Esto fue informado a El Observador por el CEO de Zonamerica, Jaime Miller y su director, Martín Dovat, que esperan estar inaugurando el primer edificio en los últimos días de 2015. Y, a partir de ahí, seguir adelante con el emprendimiento que ya fue diseñado por el estudio estadounidense de arquitectos, Perkins+Will.
“Vamos a ser un puente de negocios entre ambos países”, dijo Miller sobre las bondades que puede traer para Uruguay que Zonamerica actúe con una sucursal en Colombia. El modelo del negocio es el mismo que el de la sucursal uruguaya y consiste en brindarle a empresas de servicios el mejor marco posible para que puedan instalarse en un país con las ventajas que consideran que tiene Colombia (estabilidad financiera, personal calificado, seguridad jurídica y receptividad a proyectos como el suyo), y especialmente en Cali, destacada por el diario británico Finnancial Times, como una de las ciudades con promisorio futurto para las inversiones.
Para llegar a la posibilidad de exportación del modelo de negocio, los responsables reconocen que la inquietud de hacerlo siempre existió, pero una sucesión de hechos hicieron que se instalen Colombia. En 2007, tras una cumbre de presidentes realizada en Montevideo, el mandatario de El Salvador, luego de conocer Zonamerica insistió en que implementen ese modelo de negocios en su país. Esto sirvió como incentivo para evaluar distintos países y ciudades; Cali fue el lugar elegido.
“Nos llamó la atención las ganas con las que el gobierno nos cortejó”, señaló Miller, explicando que su servicio significó una buena oportunidad para Colombia. Las empresas extranjeras visualizaban las bondades del país para las inversiones pero consideraban que “no había una oferta de real estate y servicios que ayudara a cerrar” el desembarque en Colombia.

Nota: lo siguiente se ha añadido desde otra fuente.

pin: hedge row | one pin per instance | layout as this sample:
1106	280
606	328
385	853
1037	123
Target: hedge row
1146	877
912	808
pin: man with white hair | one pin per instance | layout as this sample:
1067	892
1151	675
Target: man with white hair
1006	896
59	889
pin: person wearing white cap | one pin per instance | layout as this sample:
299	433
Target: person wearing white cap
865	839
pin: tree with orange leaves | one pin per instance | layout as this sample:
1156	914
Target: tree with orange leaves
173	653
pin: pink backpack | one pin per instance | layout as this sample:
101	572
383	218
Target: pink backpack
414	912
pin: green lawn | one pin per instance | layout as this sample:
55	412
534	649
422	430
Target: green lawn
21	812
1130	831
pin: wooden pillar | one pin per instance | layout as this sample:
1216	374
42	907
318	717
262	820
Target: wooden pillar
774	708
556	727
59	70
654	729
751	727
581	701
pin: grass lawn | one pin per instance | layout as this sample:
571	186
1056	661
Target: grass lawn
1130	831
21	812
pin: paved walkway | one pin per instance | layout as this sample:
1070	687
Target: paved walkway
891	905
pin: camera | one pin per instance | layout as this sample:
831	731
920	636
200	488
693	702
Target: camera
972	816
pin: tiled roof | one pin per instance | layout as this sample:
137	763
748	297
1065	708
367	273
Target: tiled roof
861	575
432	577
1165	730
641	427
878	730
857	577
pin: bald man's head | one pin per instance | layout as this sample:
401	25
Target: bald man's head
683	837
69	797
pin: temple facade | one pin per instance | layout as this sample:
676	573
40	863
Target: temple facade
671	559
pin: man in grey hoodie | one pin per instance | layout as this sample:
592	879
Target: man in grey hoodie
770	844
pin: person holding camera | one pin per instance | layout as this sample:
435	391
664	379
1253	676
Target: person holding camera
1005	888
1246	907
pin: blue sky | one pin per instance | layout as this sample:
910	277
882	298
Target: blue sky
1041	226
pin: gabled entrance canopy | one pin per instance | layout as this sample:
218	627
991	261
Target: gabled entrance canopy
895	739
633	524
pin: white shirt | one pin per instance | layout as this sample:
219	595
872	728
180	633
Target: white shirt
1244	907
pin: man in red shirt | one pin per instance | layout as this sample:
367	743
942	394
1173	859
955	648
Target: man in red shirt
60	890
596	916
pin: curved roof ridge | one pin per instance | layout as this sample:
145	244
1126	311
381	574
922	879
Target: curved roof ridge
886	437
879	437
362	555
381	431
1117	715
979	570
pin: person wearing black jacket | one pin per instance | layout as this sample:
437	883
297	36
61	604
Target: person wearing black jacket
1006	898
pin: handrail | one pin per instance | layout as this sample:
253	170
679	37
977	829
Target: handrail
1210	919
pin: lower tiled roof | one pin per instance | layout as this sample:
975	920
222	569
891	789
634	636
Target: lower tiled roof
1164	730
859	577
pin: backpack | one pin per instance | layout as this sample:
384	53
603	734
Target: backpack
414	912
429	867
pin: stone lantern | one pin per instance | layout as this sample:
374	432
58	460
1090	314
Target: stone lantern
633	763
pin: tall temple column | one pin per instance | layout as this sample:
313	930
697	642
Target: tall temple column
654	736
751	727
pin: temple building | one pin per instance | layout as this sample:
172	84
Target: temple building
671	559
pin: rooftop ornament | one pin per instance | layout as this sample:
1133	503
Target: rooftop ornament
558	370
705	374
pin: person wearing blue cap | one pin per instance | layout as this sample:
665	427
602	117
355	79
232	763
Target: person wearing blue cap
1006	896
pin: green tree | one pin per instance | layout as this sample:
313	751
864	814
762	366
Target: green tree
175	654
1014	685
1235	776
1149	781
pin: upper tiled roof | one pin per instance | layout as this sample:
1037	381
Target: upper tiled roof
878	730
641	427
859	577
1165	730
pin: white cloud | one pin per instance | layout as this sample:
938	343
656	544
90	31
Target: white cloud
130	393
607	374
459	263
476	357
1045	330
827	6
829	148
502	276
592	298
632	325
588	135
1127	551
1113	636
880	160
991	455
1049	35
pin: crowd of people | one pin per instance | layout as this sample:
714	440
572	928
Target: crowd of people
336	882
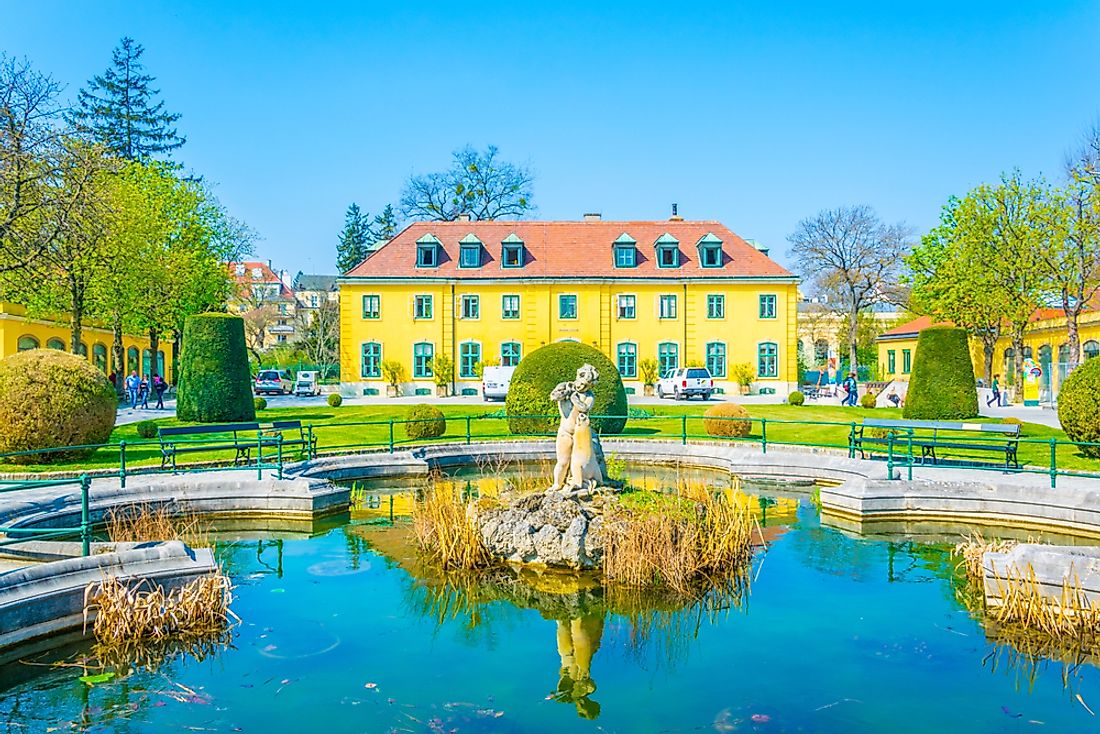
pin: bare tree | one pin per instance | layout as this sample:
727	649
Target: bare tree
854	259
42	177
476	184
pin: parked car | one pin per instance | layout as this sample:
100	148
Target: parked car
686	382
495	382
276	382
307	383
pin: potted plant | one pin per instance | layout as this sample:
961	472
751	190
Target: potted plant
442	370
394	374
649	374
743	374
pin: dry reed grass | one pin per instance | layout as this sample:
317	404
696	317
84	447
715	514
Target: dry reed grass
144	522
697	537
129	613
444	530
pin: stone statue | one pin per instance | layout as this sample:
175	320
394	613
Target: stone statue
579	452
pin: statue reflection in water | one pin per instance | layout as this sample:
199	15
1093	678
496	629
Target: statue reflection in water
578	641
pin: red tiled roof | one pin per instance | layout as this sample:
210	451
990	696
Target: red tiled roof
567	249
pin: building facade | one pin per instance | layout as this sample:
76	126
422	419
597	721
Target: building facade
491	292
20	332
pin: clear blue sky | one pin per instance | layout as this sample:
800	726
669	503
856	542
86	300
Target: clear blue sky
756	114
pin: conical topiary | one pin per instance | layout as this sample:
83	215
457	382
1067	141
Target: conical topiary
215	380
942	386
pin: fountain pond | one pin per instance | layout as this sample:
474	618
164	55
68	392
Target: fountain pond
345	631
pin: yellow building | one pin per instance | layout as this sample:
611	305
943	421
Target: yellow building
20	332
491	292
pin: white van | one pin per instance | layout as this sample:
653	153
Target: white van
495	382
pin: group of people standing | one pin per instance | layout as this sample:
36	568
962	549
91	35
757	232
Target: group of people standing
136	390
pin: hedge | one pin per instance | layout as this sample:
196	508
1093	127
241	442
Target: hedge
50	397
215	380
942	385
542	370
425	422
1079	406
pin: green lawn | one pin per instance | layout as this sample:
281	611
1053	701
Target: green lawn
367	426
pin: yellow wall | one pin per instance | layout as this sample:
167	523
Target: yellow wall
597	322
14	325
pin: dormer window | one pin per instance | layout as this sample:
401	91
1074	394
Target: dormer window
668	251
626	251
512	252
427	251
470	249
710	251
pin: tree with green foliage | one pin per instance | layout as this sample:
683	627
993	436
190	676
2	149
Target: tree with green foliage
120	109
355	239
215	379
477	184
942	385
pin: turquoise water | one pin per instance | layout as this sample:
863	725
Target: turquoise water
838	634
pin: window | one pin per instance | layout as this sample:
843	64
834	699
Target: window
768	360
371	361
99	357
626	306
471	307
422	353
512	255
427	254
715	306
469	359
509	353
372	307
422	307
768	306
668	307
668	357
628	359
716	359
567	307
470	254
668	251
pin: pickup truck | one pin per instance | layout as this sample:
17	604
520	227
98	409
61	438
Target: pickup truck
685	382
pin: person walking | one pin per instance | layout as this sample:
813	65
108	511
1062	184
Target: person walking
996	397
158	386
132	384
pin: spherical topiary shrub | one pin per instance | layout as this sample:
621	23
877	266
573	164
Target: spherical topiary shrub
425	422
942	386
1079	406
146	428
543	369
47	398
718	420
215	380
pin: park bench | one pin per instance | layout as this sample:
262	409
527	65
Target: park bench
240	437
933	436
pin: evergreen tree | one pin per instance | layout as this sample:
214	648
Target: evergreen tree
354	240
120	109
385	225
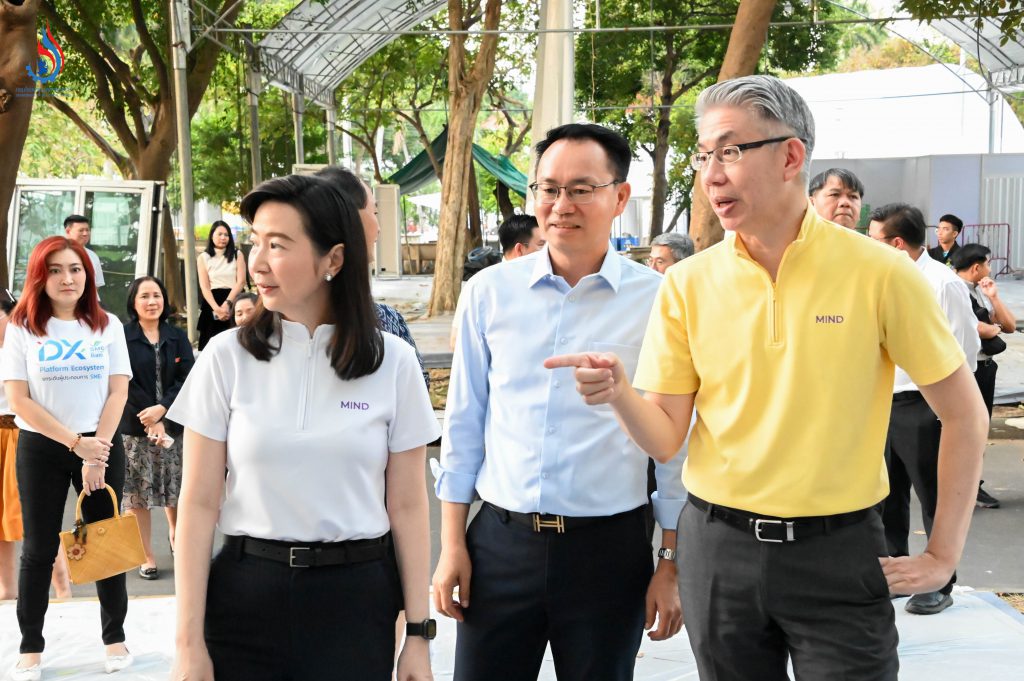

Consultados sobre si consideran posible que la Zonamerica colombiana pueda terminar compitiendo con la uruguaya, Miller lo descarto. Por lo contrario, dijo que ambas se complementan porque el recurso humano en Colombia es diferente. Uruguay es un polo multicultural en el que se hablan muchos idiomas, cosa que no sucede en Colombia. Por el otro lado, señalaron que la proximidad con otros países harán que se atraigan capitales de distintas nacionalidades. Al tiempo que no descartan instalarse en otras ciudades, “quizás en otro continente”, reveló Dovat.